SQL or Programming (vs) Hybrid Approach: How we reduced processing time from 24 hours to 24 minutes

Pradeep Vijayakumar
3 min readDec 5, 2020

There is a constant tug-of-war when it comes to extracting insights out of data between SQL and Programming languages. Even for simple data operations such as aggregation, integrity checks there is always a debate about which is faster querying a database or loading data to a dataframe (memory) and programmatically performing the operation. Most of the times the answer to that is “Depending on the volume of data”.

Well why not an Hybrid approach!!

Scenario: We were dealing with a similar debate (SQL vs Python) when trying to solve a slowness problem involving huge transactional data. One of our financial customers had an important legacy application with its master and transactional data stored in DB and there were SQL operations performed on these tables to generate a dashboard report. It was a very slow process taking more than 24 hours. Critical decision making was becoming a challenge for the leadership due to the delay in this report.

Initial Approach: We were requested to identify the bottleneck due to slowness, fix the issue/re-write the whole process (as needed) and make the application consumable. Being a data engineer, when given a slow SQL based operation, our immediate thought was “Query optimization”. We were informed that there were 50 queries running behind the scenes in the application. We identified some of the expensive ones that were running and looked at their execution or query plan. We created few missing indexes, included some mandatory join filters and made some additional improvements to the queries to make them run faster. These improvements reduced the execution/processing time from 24 hours to almost 15 hours.

Though we brought down the processing time, we were still not fully convinced with the improvement because the end user still had to wait 15 hours to view the dashboard and wanted to explore more options. That’s when we thought rather than improving the existing process/queries, to look at how the application is running these queries behind the scenes. We found a major bottleneck in the application running the queries sequentially as part of a single transaction. So the immediate step was to identify if there were dependencies between the 50 queries i.e. if a query consumes or depends on results from another query.
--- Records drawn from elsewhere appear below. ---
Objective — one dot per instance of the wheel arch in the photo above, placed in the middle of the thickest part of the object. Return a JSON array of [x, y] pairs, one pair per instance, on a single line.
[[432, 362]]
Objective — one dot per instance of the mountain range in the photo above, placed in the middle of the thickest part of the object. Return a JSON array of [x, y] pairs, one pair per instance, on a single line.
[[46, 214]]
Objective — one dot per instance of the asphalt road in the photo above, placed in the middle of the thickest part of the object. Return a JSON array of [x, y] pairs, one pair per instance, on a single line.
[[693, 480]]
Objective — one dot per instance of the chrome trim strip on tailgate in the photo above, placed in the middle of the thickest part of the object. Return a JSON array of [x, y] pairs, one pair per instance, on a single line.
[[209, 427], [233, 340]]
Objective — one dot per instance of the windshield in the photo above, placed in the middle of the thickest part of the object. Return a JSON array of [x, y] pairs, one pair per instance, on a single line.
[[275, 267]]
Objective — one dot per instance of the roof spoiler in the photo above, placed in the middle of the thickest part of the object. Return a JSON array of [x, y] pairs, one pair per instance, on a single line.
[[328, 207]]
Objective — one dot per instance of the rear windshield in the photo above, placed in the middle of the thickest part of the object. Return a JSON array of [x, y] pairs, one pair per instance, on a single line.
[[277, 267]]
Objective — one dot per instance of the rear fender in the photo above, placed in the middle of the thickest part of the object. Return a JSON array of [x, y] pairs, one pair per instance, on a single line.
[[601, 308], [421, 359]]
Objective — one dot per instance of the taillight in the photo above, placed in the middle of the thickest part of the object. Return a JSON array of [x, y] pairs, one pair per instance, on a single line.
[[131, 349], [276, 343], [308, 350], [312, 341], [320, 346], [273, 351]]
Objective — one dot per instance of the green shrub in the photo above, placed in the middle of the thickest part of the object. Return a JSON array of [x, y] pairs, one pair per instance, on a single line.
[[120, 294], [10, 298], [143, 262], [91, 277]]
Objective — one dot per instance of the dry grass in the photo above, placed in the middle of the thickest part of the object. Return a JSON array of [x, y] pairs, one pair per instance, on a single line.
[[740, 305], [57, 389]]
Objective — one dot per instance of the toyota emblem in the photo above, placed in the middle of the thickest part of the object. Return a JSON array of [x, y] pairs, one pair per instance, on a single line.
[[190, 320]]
Though there were few dependencies, most of the queries were independent.

Solution: Hybrid Approach

a) Since there were less dependencies between the queries we now have an option to run them parallelly wherever possible. That is when, we made use of a Hybrid approach using SQL and Python.

b) We grouped queries and created multiple smaller batches i.e. we broke down 50 queries and created 5 total batches with each batch holding 10 queries internally. The dependent queries (if any) were placed in the same batch or combined as one query.

c) Next step was to create dictionary objects (e.g.: Dict_batch1, Dict_batch2, Dict_batch3) similar to below example syntax in Python to hold the batch of queries. In the below dictionary each query Key (e.g.: Query1,Query2) will hold the corresponding SQL code as the Value.

Dict_batch1 =
{
"Query1": "Update table1 Set column1 = 'xyz' where cond1= 'abc';",
"Query2":" …",
"Query3":" …",
….
"Query10":"…"
}

d) Once 5 dictionary objects were created, next step was to invoke them parallelly using a Python package. We used “multiprocessing” and the invoke syntax given below for your reference. It loops through each of the queries in the dictionary and kicks off the execution and moves on to the next query. It doesn’t wait for the query execution to complete to proceed to next query in the dictionary i.e. it is not sequential as inside a DB transaction.

processLists=[]for name, text in Dict_batch1.items():
process = multiprocessing.Process(target= execute_query,args=(engine, text))
process.start()
processLists.append(process)
for proc in processLists:
proc.join()

Conclusion: The debate between SQL and programming languages will continue with someone vouching for one over the other. But when we bring the intelligence from both the worlds (query optimization and parallelism) the solution obtained in terms of performance improvement is substantial. Using the Hybrid approach above we were able to solve the entire execution (all 50 queries) in under 24 minutes. Also, another learning from this project was rather than looking to solve the problem by improving the current design or architecture, it helps to step back and look at the design and re-design the flow to bring significant improvements.

--

--